In an interview with OncLive
during the 35th annual CFS®
, Coleman, professor, Department of Gynecologic Oncology and Reproductive Medicine, The University of Texas MD Anderson Cancer Center, discussed targeting tumor vasculature and angiogenesis in ovarian cancer.
OncLive: Please provide an overview of your lecture on targeting tumor vasculature in ovarian cancer.
: I started out with a reference from 1907 in Lancet, where there was a question posed looking at the vasculature around cancers—asking why they were there, what role they play, and how to take care of it. I used that as an opening because it was more than a century ago that we recognized there was some relationship, and it was only about half of a century since we started to understand why those processes happen. Even today, it’s a well-acknowledged factor of tumor biology, and how we are approaching treatment is developing science.

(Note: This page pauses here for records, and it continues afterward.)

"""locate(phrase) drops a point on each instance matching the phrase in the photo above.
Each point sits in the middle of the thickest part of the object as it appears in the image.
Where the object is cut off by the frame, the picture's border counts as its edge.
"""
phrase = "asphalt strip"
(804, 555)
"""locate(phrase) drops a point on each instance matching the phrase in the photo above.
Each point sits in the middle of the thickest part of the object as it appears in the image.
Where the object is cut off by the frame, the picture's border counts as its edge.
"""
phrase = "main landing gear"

Dr Judah Folkman, who many of us think of as a pioneer [of angiogenesis], identified that there were circulating factors in the tumor microenvironment that were actually regulating and controlling the expression and development of blood vessels, and how that related to metastases and invasion. Since then, we have learned that there are multiple factors along the way, and there are different types of angiogenesis. One of the strategies that we have gone after is sort of the lowest-hanging fruit—the growth factor and its receptor. Drugs such as bevacizumab and the tyrosine kinase inhibitors (TKIs) that are targeted at VEGF really emerged on the scene when they showed single-agent activity in multiple different disease types.

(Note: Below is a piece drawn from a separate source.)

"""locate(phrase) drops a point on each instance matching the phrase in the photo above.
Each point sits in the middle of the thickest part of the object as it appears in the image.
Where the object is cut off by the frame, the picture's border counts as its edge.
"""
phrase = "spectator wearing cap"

In ovarian cancer, we at the Gynecologic Oncology Group (GOG) launched a series of phase II trials that were based on similar eligibility, exclusion criteria, and statistical design. We were looking for that “sweet spot” between activity from response and delay in progression. When you look at the drugs that we have studied, only bevacizumab actually hit both of those endpoints. It was then rapidly developed into the recurrent and frontline setting, and since then, we have had phase III trials that look at bevacizumab, and 9 trials that have looked at other VEGF-targeted therapies that have shown a progression-free survival (PFS) benefit in the frontline and maintenance settings, and in platinum-sensitive and platinum resistant/recurrent disease.
What about other VEGF agents, such as ramucirumab (Cyramza)?

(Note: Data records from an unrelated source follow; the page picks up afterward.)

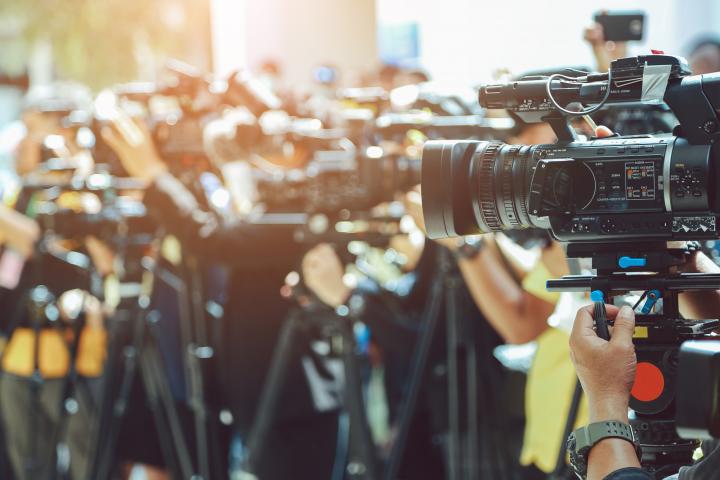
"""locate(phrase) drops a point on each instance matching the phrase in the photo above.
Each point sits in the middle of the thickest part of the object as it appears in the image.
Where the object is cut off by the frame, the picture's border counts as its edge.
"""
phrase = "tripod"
(361, 461)
(141, 356)
(653, 269)
(464, 392)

[Ramucirumab] is not being looked at in ovarian yet, but the idea is the same. This is a drug that is an antibody to VEGFR2, which is an important receptor, particularly in gynecologic cancers. In endometrial, ovarian, and cervix cancers, that receptor seems to be important, and we have studied them. Nintedanib (Ofev, Vargatef) and pazopanib (Votrient) are TKIs that have been studied in the phase III setting that also target this receptor. We have looked at other growth factors such as angiopoietins, which have been investigated. These seem to be important for the endothelial remodeling that happens in the angiogenesis process. It has a similar story about improvement in PFS.
Are there any unanswered questions with bevacizumab in ovarian cancer?
Great question; what do we do next? I always say that we either have to add to it, look at it in sequence, or deal with its adaptive resistance mechanisms to make this strategy better. One of the areas of research that I have been working on for many years now is to try to understand what happens in the microenvironment where the tumors seem to learn how to escape.